Edney’s legal practice focused on criminal and human rights law and he appeared in front of the Supreme Court of Canada numerous times. Edney and Whitling were widely celebrated as paragons of pro bono – or unpaid – work. He was a co-recipient of the 2008 National Pro Bono Award.
Edney became a constant irritant to Ottawa officials when he took on the legal representation of the young Guantanamo Bay detainee, often calling out then prime minister Stephen Harper and his Conservative government.
“Mr. Harper doesn’t like Muslims,” Mr. Edney said in 2015 after a Supreme Court hearing.
The Toronto-born Khadr was 15 when he was captured by U.S. troops in 2002 following a firefight at a suspected al-Qaida compound in Afghanistan that resulted in the death of an American special forces soldier. Khadr was accused of throwing the grenade that killed the soldier.

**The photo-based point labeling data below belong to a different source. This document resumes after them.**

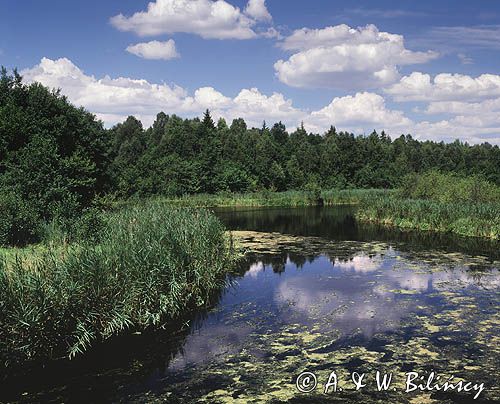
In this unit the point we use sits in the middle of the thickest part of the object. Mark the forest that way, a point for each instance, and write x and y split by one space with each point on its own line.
59 164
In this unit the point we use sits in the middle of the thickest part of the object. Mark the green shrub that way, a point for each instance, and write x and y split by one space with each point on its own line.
449 188
19 221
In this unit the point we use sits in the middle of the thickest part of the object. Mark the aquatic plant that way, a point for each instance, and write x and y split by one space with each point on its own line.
153 264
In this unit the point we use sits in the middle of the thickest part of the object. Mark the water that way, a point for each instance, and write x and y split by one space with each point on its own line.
320 294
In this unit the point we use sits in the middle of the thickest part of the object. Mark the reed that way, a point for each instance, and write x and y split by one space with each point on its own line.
153 264
281 199
464 219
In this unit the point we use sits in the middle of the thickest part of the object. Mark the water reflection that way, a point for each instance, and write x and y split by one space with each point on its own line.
352 299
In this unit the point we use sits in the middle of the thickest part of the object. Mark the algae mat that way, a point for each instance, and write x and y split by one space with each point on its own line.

Edney has said he cold-called Khadr’s family in Toronto to ask if they had legal representation when the boy was initially detained. Edney travelled to Guantanamo and met Khadr, whom he described as shattered and withdrawn.
Khadr later said he pleaded guilty to get out of Guantanamo Bay, where he was the youngest detainee. A Supreme Court of Canada decision later found Canadian intelligence officials obtained evidence from Khadr under “oppressive circumstances,” such as sleep deprivation, during interrogations at Guantanamo Bay in 2003, then shared that evidence with U.S officials.
The Canadian government would later provide a $10.5 million settlement and an apology for breaching Khadr’s constitutional rights.
Edney was appointed as a foreign attorney consultant by the U.S. Pentagon to participate in Khadr’s legal defence at the naval base in Cuba. He continued to represent the young man when Khadr returned to Canada in 2012 to serve out the rest of his sentence.
When Khadr was freed on bail three years later, he moved in with Edney and the lawyer’s wife.
Patricia Edney told CBC soon after that Khadr was welcome in their home and could stay as long as “he wishes.”
The obituary said the lawyer and his wife were soulmates from the beginning. They met in 1986 and married six weeks later.
The best man at their wedding predicted to Patricia Edney that life would never be dull, the obituary said.
The couple had two sons, Cameron and Duncan. Edney loved talking over the dinner table, going to hockey arenas and ski hills, and spoiling the family dogs, the obituary said.
“His ultimate and enduring passion was family.”